Publish the Llama2 sparsified models

Opened this issue 10 months ago · 4 comments

Hi,

I was wondering if you plan to put in a public domain the sparsified Llama2 models. In particular I am interested in the Llama2-70B with 50% unstructured sparsity.

Thanks!

Answer 1 · 2023-12-05T14:15:21.000Z

The size of Llama2-70b is big. I think running our code repo on the llama2 model released on huggingface would take within minutes. Is there a reason for requesting a pruned model from our side?

Answer 2 · 2023-12-05T15:19:55.000Z

The main reason is the resources that would be required for the actual pruning of the largest Llama2-70b model... is it a modern GPU with large memory? Or a DGX box? In either case such resources are in scarcity these days...

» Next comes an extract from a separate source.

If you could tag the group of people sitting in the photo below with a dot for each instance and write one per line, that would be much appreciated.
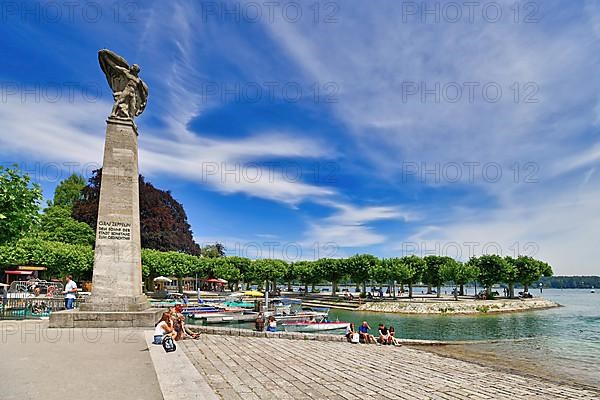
(172, 323)
(259, 323)
(386, 336)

Answer 3 · 2023-12-05T21:46:45.000Z

Okay, i see. For LLaMA-2-70B, we used 5 or 6 (the exact number i don't recall) A6000 GPUs to load the model in fp16. There is a workaround if you only have one GPU with limited memory, you can load the model in CPU with fp16. Only when a layer/block is pruned, load it into the GPU. I think this is what SparseGPT did.

I can try to see if it is possible to release the pruned LLaMA-2-70b models. Not sure if there might be some licensing issues. Stay tuned.

Answer 4 · 2023-12-05T23:16:27.000Z

Thanks a lot, please let me know when/if you are able to release the LLaMA-2-70b models.